Sputum should be sent for culture, microscopy and sensitivity in order to determine that appropriate antibiotic therapy is being used. Sputum samples are sometimes supplemented by blood cultures.

A full blood count is necessary to determine if their is leucopenia or severe leucocytosis (both denote a severe pneumonia). The haemoglobin level is also useful because co-existent anaemia can exacerbate the dyspnoea and the impairment of lung function.

The urea and electrolytes are required because renal impairment is a criterion for admission. The U+E also address the rare possibiliity of SIADH.

A low albumin signifies a patient who is at a higher risk and therefore should be admitted. The determination of the albumin level requires liver function tests to be performed.

A chest X-ray is central to the confirmation of the diagnosis.

Left upper lobe pneumonia
A standard chest X-ray and a lateral chest X-ray of left upper lobe pneumonia. The red arrows indicate the oblique fissure.
Courtesy of Wikipedia

Right middle lobe pneumonia Right middle and lower lobe pneumonia
A chest X-ray of a right middle lobe pneumonia
Courtesy of Wikipedia
A chest X-ray of right middle and right lower lobe pneumonia
Courtesy of Wikipedia


Treatment is with antibiotics. A popular choice if the causative agent is not known for certain is a beta-lactam (such as amoxycillin) combinted withh a macrolide (such as erythromycin). This will cover most of the likely organisms that can be acquired in the community and also addresses atypical organisms such as mycoplasma. If there are reasons to suspect different infectious organisms (for example aspiration pneumonia, bronchiectasis) or if the microbiology results reveal an unusual organism a different choice of antibiotics will be employed.
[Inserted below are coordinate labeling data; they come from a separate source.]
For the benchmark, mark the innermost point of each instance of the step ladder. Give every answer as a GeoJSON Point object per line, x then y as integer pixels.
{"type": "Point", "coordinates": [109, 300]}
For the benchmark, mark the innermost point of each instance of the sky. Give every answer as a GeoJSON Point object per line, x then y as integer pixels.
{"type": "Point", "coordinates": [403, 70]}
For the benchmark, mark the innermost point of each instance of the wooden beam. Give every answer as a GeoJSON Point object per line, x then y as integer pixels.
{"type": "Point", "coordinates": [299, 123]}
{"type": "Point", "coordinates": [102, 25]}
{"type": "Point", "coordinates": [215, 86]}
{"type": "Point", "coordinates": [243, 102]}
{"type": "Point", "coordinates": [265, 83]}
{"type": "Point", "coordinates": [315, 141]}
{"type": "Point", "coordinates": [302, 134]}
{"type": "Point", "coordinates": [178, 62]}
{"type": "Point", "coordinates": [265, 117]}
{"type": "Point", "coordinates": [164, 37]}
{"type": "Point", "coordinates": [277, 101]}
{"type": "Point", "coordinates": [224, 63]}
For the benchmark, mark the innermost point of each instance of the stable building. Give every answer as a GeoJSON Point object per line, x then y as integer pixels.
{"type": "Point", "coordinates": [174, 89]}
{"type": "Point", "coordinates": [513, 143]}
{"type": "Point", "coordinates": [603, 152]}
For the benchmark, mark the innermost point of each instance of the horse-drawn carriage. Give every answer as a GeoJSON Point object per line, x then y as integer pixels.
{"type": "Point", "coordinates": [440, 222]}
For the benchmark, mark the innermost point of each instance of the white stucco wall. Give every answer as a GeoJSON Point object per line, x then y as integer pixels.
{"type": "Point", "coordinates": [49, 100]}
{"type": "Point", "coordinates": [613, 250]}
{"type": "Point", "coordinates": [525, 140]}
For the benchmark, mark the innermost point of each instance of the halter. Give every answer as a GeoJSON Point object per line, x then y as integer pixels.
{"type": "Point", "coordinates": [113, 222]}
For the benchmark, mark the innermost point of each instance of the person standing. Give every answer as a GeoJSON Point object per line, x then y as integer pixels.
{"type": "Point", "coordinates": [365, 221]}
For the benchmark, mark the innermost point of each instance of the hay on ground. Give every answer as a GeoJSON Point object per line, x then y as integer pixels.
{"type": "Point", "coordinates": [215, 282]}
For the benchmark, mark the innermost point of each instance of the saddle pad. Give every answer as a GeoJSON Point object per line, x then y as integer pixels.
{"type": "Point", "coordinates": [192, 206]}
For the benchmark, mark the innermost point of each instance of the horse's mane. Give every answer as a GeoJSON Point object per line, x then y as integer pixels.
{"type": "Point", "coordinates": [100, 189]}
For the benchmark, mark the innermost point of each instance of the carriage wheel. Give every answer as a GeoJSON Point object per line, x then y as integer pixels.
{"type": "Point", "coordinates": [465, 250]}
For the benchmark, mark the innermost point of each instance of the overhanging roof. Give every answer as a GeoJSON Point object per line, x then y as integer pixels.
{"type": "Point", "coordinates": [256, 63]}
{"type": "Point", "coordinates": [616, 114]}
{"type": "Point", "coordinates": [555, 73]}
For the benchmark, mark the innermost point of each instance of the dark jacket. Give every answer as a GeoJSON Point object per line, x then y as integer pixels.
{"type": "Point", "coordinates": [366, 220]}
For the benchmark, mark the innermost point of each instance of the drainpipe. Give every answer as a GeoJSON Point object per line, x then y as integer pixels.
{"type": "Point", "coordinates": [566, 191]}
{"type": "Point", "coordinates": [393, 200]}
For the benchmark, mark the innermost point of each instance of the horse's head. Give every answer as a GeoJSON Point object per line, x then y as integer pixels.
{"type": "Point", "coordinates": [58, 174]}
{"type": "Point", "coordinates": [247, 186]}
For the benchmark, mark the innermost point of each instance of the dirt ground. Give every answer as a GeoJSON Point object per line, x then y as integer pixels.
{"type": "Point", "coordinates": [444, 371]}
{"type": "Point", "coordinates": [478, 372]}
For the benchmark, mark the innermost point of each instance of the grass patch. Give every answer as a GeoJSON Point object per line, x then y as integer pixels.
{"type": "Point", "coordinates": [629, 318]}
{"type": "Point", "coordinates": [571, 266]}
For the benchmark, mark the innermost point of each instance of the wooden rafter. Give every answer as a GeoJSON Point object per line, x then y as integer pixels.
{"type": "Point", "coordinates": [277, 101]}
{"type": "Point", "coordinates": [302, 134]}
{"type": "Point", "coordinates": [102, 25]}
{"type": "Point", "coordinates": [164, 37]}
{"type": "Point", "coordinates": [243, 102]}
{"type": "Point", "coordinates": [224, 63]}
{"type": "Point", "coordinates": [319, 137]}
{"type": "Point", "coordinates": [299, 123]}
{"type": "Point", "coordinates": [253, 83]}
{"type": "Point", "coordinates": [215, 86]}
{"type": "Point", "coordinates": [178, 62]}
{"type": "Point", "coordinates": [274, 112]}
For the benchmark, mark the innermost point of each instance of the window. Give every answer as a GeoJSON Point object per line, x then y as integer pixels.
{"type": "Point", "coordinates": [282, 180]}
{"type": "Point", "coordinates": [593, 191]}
Patients often benefit from analgesia for the pleuritic pain. Oxygen may be helpful.

The prognosis in lobar pneumonia is excellent. Bronchopneumonia is also eminently treatable but the outcome will be influenced by the patient's pre-existing illnesses.

Patients who have had pneumonia should have a chest X-ray after the episode has resolved to check that there is no underlying tumour.